You’re thinking about buying your first apartment or house. It’s a big step, and you’ve done a lot of research that tells you this is the best time to buy. But have you thought about what to expect? Here are some rookie real estate investment mistakes that can cost you thousands of naira, but there are ways you can avoid them and still get what you’re looking for in an investment property.

Mistake #1: Not Being Clear About Your Goals

Making a real estate investment without knowing what you want is the biggest mistake you can make. Just like with anything else in life, if you don’t have your goals set, you’re going to be all over the place and make bad decisions. And that’s exactly what will happen if you jump into the real estate investment game without any clear idea of what you’re trying to accomplish. Before anything else, ask yourself these questions:

  • -How much money are you willing to risk?
  • -What kind of property are you interested in?
  • -How hands-on do you want to be?

When you have the answers to these questions, it’ll be a lot easier for you to find the right property and make smart decisions along the way.

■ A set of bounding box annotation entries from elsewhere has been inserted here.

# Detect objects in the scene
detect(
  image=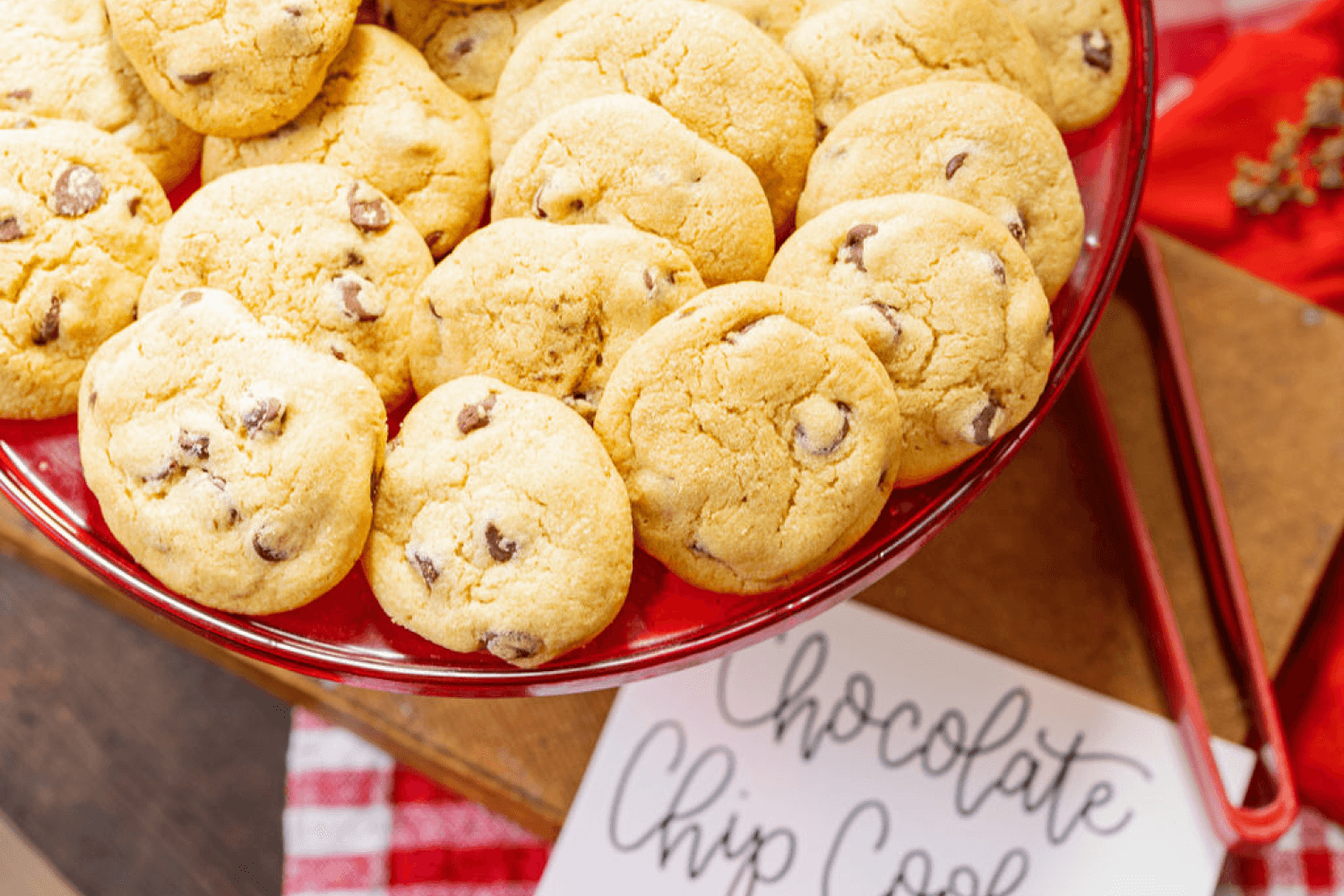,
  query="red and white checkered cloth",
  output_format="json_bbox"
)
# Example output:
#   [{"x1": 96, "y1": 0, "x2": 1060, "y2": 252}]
[
  {"x1": 282, "y1": 710, "x2": 551, "y2": 896},
  {"x1": 284, "y1": 0, "x2": 1344, "y2": 896}
]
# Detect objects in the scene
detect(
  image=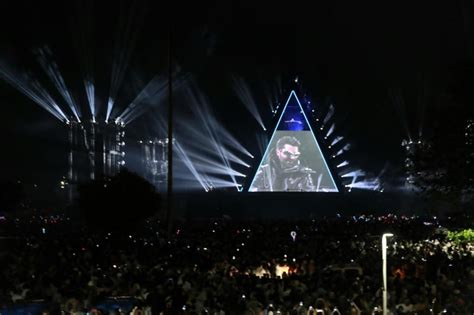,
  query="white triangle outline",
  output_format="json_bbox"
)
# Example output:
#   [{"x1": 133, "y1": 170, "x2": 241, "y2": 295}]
[{"x1": 247, "y1": 90, "x2": 339, "y2": 192}]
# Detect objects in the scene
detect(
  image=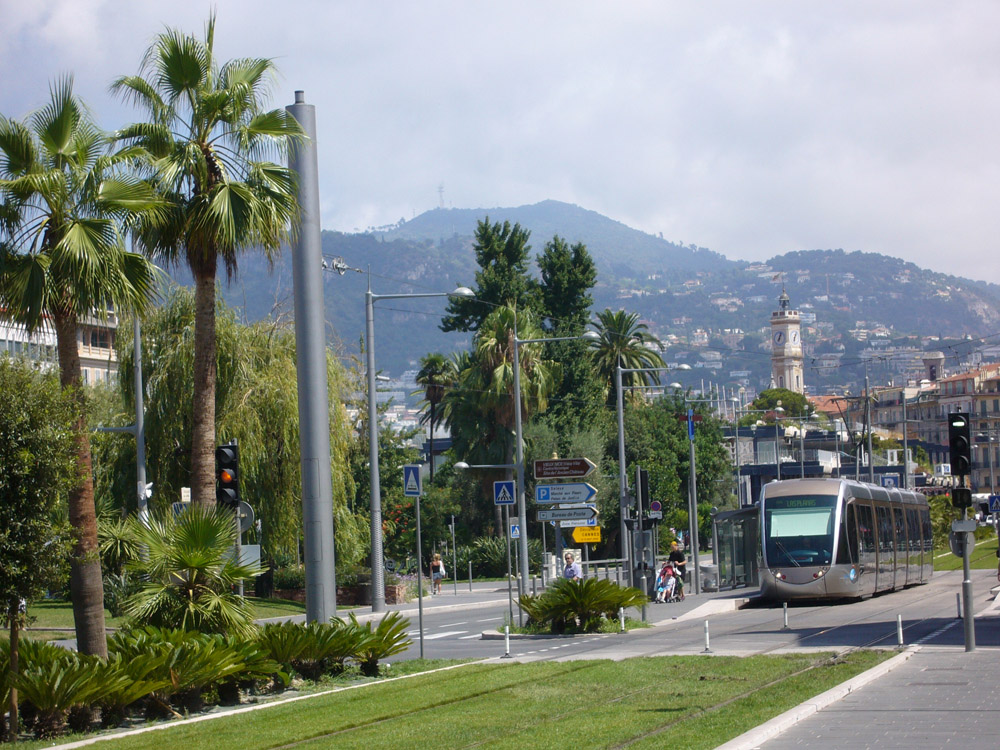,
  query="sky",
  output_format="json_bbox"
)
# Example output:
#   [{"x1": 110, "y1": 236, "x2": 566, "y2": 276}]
[{"x1": 0, "y1": 0, "x2": 1000, "y2": 283}]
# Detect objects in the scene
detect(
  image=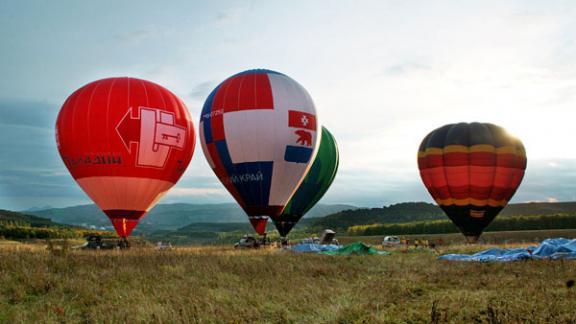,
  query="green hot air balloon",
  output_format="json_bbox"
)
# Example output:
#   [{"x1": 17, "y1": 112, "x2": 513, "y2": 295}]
[{"x1": 272, "y1": 127, "x2": 339, "y2": 237}]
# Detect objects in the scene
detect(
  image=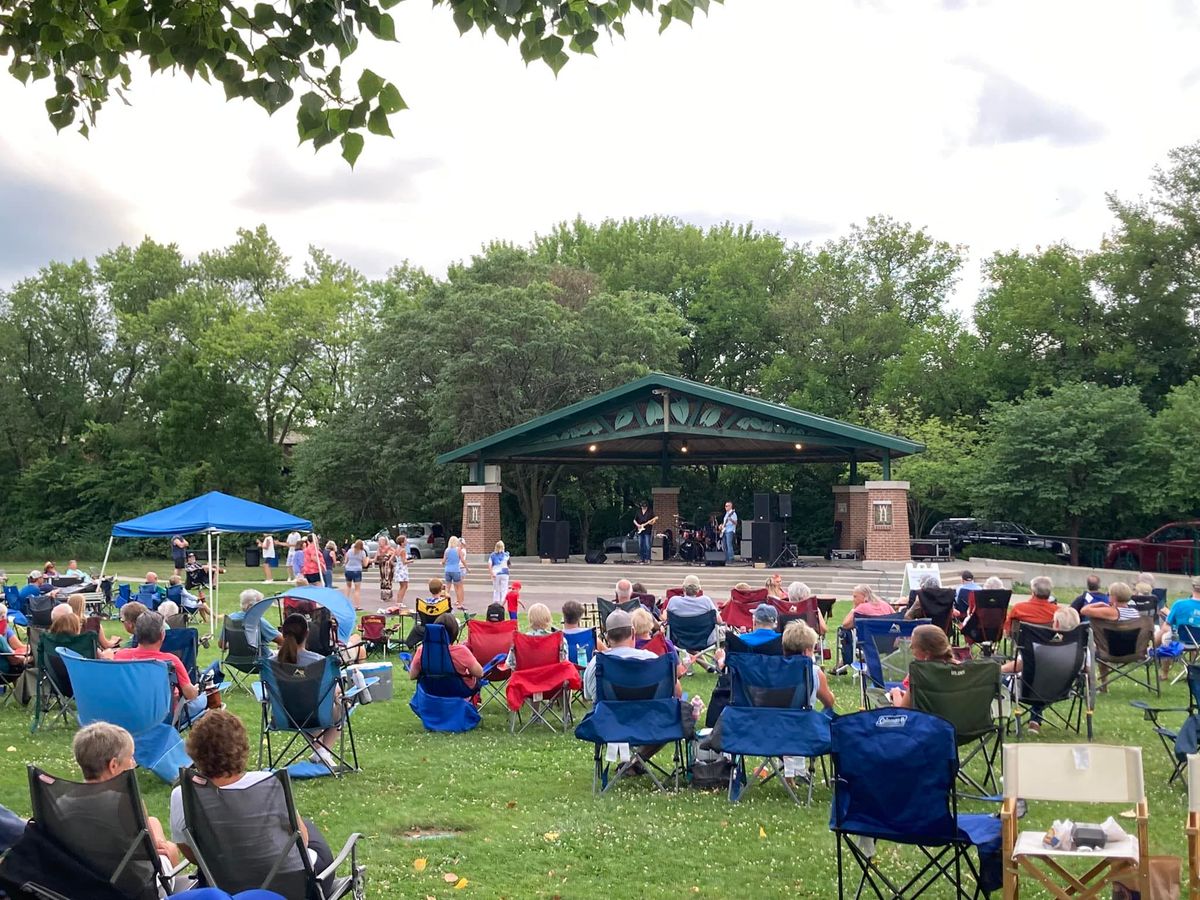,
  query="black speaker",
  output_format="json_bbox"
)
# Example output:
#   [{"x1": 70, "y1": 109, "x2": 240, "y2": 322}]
[
  {"x1": 538, "y1": 522, "x2": 571, "y2": 560},
  {"x1": 754, "y1": 493, "x2": 779, "y2": 522},
  {"x1": 750, "y1": 522, "x2": 784, "y2": 565}
]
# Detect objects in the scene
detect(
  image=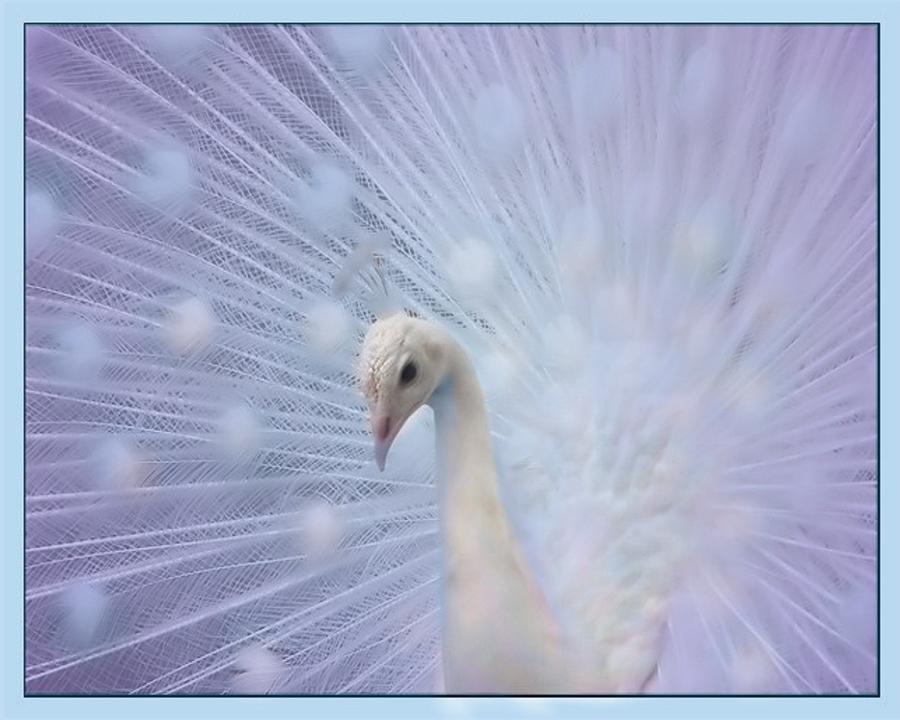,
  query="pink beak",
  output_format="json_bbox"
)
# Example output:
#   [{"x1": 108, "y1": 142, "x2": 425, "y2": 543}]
[{"x1": 371, "y1": 403, "x2": 400, "y2": 472}]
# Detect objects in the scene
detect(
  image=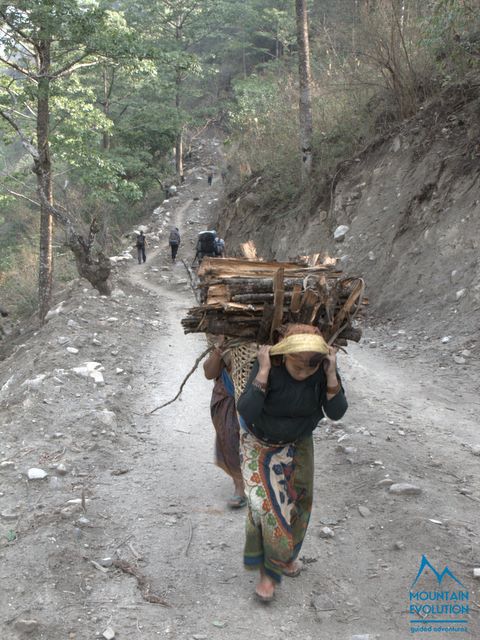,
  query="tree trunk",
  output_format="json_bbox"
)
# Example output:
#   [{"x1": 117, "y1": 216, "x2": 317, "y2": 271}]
[
  {"x1": 102, "y1": 66, "x2": 115, "y2": 151},
  {"x1": 34, "y1": 40, "x2": 53, "y2": 323},
  {"x1": 295, "y1": 0, "x2": 313, "y2": 182}
]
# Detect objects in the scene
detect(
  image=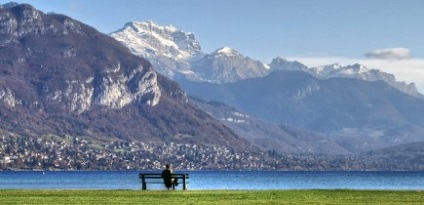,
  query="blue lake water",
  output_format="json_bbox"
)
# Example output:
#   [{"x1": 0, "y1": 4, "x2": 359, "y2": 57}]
[{"x1": 0, "y1": 171, "x2": 424, "y2": 190}]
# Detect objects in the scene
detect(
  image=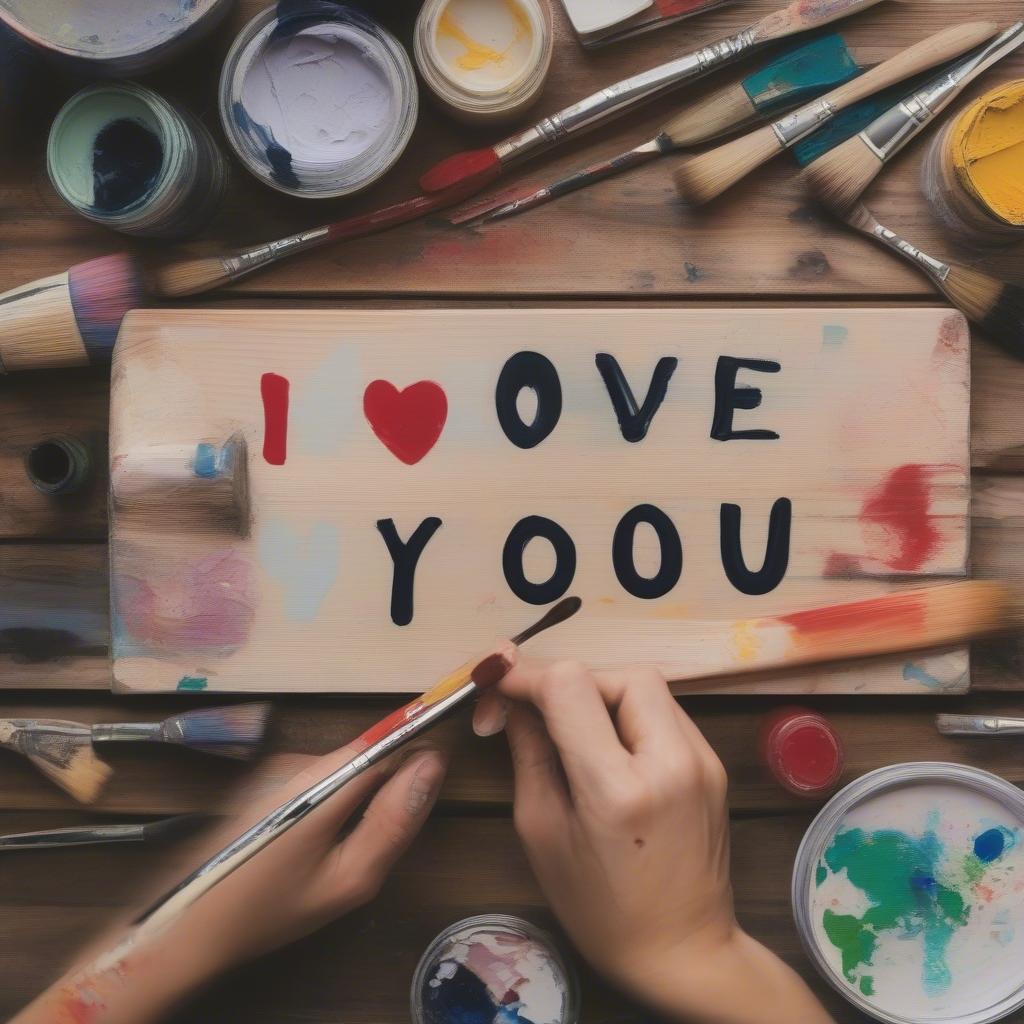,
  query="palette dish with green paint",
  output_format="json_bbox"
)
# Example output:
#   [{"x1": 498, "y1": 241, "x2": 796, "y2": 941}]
[{"x1": 793, "y1": 762, "x2": 1024, "y2": 1024}]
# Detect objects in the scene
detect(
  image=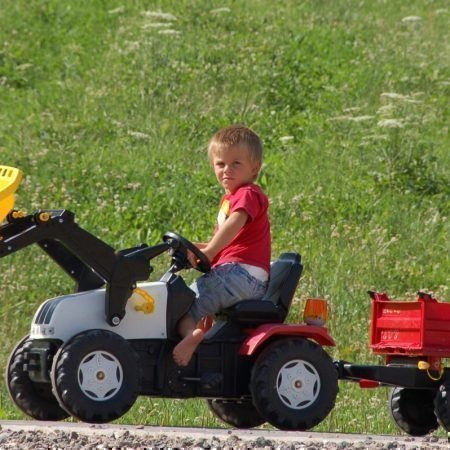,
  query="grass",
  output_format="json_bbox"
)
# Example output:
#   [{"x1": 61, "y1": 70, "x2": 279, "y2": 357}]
[{"x1": 0, "y1": 0, "x2": 450, "y2": 433}]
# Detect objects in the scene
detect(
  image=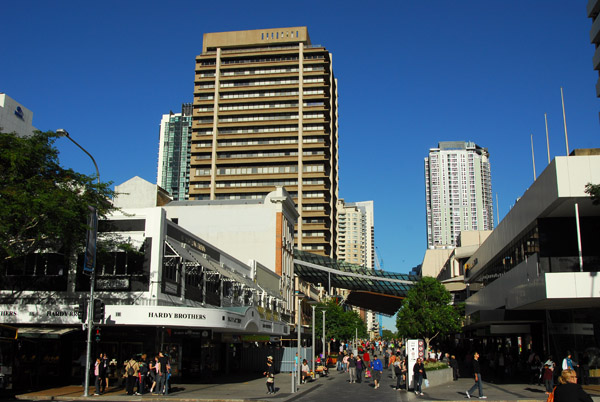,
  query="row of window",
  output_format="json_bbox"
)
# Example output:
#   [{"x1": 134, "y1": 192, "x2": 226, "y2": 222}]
[
  {"x1": 218, "y1": 124, "x2": 325, "y2": 134},
  {"x1": 196, "y1": 137, "x2": 325, "y2": 148}
]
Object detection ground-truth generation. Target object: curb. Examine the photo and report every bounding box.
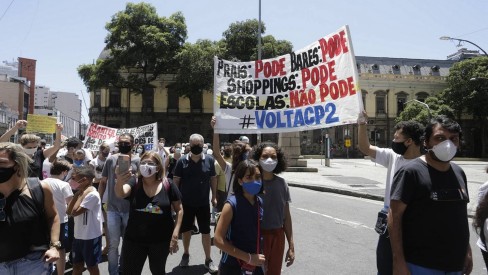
[287,182,474,219]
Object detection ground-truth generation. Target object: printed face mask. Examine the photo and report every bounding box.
[23,148,37,156]
[190,145,203,155]
[139,164,158,178]
[0,166,15,184]
[242,181,261,195]
[259,158,278,172]
[119,144,132,154]
[391,141,408,156]
[429,139,457,162]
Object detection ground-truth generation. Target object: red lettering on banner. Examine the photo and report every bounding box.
[319,31,349,62]
[254,57,286,78]
[302,60,337,88]
[319,76,356,102]
[290,89,317,108]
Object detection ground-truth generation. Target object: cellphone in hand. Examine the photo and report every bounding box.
[117,154,130,172]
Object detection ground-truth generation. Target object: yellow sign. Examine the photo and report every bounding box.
[26,114,57,134]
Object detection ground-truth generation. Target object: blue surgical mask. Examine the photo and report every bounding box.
[242,181,262,195]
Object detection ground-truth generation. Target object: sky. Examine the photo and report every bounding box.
[0,0,488,120]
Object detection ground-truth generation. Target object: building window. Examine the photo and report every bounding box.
[190,94,203,113]
[361,90,368,110]
[142,87,154,111]
[415,92,429,102]
[93,90,102,107]
[109,88,120,108]
[430,65,441,76]
[412,64,421,75]
[371,64,380,74]
[397,93,407,116]
[376,94,385,114]
[168,86,179,113]
[391,64,400,74]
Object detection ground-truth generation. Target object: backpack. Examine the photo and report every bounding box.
[27,177,51,249]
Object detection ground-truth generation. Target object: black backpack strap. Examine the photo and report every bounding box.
[27,177,45,214]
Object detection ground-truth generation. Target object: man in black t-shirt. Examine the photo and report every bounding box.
[388,116,473,274]
[173,134,218,274]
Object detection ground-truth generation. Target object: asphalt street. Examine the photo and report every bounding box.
[66,159,488,275]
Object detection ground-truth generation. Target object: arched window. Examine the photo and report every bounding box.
[109,87,120,108]
[415,92,429,102]
[168,85,179,113]
[396,91,408,116]
[142,87,154,112]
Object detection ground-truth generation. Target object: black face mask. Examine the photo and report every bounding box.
[119,144,132,154]
[0,166,15,184]
[190,145,203,155]
[391,141,408,156]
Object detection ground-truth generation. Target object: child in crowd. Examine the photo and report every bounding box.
[253,142,295,275]
[44,160,73,275]
[214,160,265,275]
[66,165,102,275]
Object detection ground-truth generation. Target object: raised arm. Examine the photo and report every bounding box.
[0,120,27,142]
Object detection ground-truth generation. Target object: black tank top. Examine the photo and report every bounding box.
[0,179,49,262]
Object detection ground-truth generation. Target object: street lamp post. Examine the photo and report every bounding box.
[439,36,488,56]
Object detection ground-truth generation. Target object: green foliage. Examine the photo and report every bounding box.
[78,3,187,93]
[221,19,293,61]
[442,56,488,119]
[174,40,223,98]
[395,96,454,125]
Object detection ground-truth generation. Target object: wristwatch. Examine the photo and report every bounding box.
[49,241,61,249]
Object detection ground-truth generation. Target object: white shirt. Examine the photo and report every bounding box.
[44,178,73,223]
[371,148,415,209]
[74,191,103,240]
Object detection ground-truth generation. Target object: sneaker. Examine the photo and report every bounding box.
[205,259,219,274]
[180,254,190,267]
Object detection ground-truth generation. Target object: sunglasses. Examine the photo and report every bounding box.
[0,193,7,222]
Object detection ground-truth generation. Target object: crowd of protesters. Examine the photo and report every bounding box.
[0,117,295,275]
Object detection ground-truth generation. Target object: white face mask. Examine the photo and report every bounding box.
[259,158,278,172]
[429,139,457,162]
[23,148,37,156]
[139,164,158,178]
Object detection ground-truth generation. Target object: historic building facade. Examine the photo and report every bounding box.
[89,56,482,157]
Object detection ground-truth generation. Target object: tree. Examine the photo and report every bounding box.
[78,3,187,126]
[395,96,454,125]
[173,39,223,102]
[222,19,293,61]
[442,56,488,156]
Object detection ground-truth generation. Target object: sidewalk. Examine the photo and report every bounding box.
[281,159,488,216]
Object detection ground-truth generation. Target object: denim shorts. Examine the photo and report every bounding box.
[71,236,102,267]
[0,251,52,275]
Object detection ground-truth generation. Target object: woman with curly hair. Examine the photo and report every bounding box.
[253,142,295,275]
[473,167,488,268]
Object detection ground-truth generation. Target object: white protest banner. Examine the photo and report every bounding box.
[83,122,158,151]
[214,26,363,134]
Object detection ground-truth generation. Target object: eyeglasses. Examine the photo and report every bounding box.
[0,193,7,222]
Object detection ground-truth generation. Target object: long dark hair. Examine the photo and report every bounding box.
[232,159,261,194]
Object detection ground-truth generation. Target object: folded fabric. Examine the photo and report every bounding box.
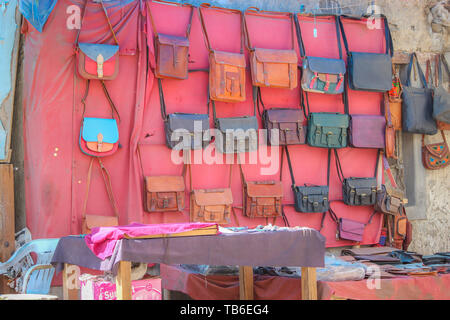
[84,222,220,260]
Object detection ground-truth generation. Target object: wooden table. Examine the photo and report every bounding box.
[52,229,325,300]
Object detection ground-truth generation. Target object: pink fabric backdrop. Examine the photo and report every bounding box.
[24,0,384,247]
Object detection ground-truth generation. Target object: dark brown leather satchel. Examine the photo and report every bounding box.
[198,4,245,102]
[188,166,234,224]
[138,146,187,212]
[422,130,450,170]
[239,163,283,218]
[375,153,404,215]
[81,157,119,234]
[147,1,194,79]
[244,7,298,89]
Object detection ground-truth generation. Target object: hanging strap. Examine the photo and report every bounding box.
[406,52,428,88]
[81,79,120,123]
[147,0,194,38]
[338,15,394,57]
[75,0,119,45]
[294,14,342,59]
[198,3,244,54]
[82,157,119,218]
[243,7,295,52]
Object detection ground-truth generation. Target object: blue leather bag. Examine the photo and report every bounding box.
[338,16,394,92]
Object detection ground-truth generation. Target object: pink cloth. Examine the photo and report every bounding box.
[84,222,219,260]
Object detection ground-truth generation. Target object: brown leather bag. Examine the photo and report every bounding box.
[198,4,245,102]
[81,157,119,234]
[188,165,234,224]
[138,146,187,212]
[239,163,283,218]
[147,1,194,79]
[383,93,397,159]
[243,7,298,89]
[422,130,450,170]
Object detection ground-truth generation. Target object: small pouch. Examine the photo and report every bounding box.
[244,7,298,89]
[284,146,331,212]
[294,14,346,94]
[147,2,194,79]
[198,4,246,102]
[76,1,119,80]
[422,130,450,170]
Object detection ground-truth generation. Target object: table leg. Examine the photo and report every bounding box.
[239,266,253,300]
[63,263,80,300]
[116,261,131,300]
[302,267,317,300]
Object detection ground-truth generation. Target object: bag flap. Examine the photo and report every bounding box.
[145,176,185,192]
[217,116,258,131]
[210,51,245,68]
[193,188,233,206]
[84,214,119,229]
[345,178,377,192]
[78,42,119,61]
[82,118,119,143]
[167,113,209,132]
[339,218,365,235]
[254,48,298,64]
[157,33,189,47]
[310,112,350,128]
[247,181,283,198]
[305,57,346,75]
[265,108,305,124]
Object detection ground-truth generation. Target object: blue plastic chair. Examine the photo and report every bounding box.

Mistake #2: Overextending Your Finances

It can be a huge leap of faith to invest in real estate, and oftentimes there’s an urge to bite off more than you can chew. Don’t fall into the trap of overextending your finances! Be sure to calculate exactly how much you can afford, and create an emergency fund equal to at least 3-6 months of your projected expenses.

The key with real estate is figuring out a balance between not taking too much on and spreading yourself too thin. For example, you don’t want to buy a commercial property if you don’t have enough funds for maintenance and repairs. In addition, try not to stretch yourself too thin by investing in multiple properties or taking on bad debt. Better yet, consider partnering with other investors so that costs stay low and profits stay high. Our home advantage plans will help you achieve this. 

By doing your research ahead of time, prioritizing cash flow over appreciation, creating an emergency fund, chopping up costs into smaller chunks and teaming up with another investor, you’ll be able to make smart investments that don’t tip the financial scales too far in either direction.


Read Also: Taking the Lead: How to Handle a Rent Increase From Your Landlord


Mistake #3: Overlooking Due Diligence

Another rookie mistake you should avoid when investing in real estate is overlooking due diligence. When you’re purchasing a property, it’s important that you look into the market and ask yourself if this is the right time for you to make the move.

Due diligence means that you don’t just look at the number of bedrooms or bathrooms – although, that’s definitely important, too – but also determine if the location is conducive or if it would take a lot of effort to transform it into something profitable. Ask yourself: how much will it cost me to make repairs? How competitive are rents in this area? Is there potential for capital appreciation?

The due diligence process is not only about research and crunching the numbers; it’s also crucial to make sure that the property complies with relevant regulations and meets safety standards. Ignoring this step could end up costing you more in the long run.

Mistake #4: Forgetting About Taxes and Insurance

Taxes and insurance costs are not something we often think about when we buy a home, but they can add up quickly over time. It’s important to ensure that your insurance policy covers flood damage, fire damage and vandalism – as well as liability coverage for injuries or property damage – so that you don’t end up paying more out of your pocket than necessary after an incident occurs on site or during construction.

Tips for Avoiding Rookie Real Estate Investment Mistakes

Now that you know what to avoid, here’s a few tips to help you dodge these rookie mistakes.

  • Make sure you have a clear plan for your real estate investment. Think about your financial goals and objectives, and decide on the type of property that is best for your situation.


  • Don’t just rely on broker or agent recommendations when preparing to invest in a new property. Do your own due diligence and research the area’s condition – including the crime rate and average rental prices – and compare it to similar properties in neighboring areas.


  • Take an honest look at your finances before getting into investing. Make sure you have enough cash flow to cover any potential rental vacancies or other unexpected expenses that could arise in the future.


  • Make sure you understand all legal aspects of real estate investment before taking the plunge. Find out about local regulations and any other red tape that might be involved with owning and managing a rental property in your area. 


  • And finally, be aware of any tax implications that come with owning rental properties by consulting with a qualified tax professional if needed.


Following these simple tips will help you avoid the most common real estate investment mistakes made by new investors, and set you up for success in the long run.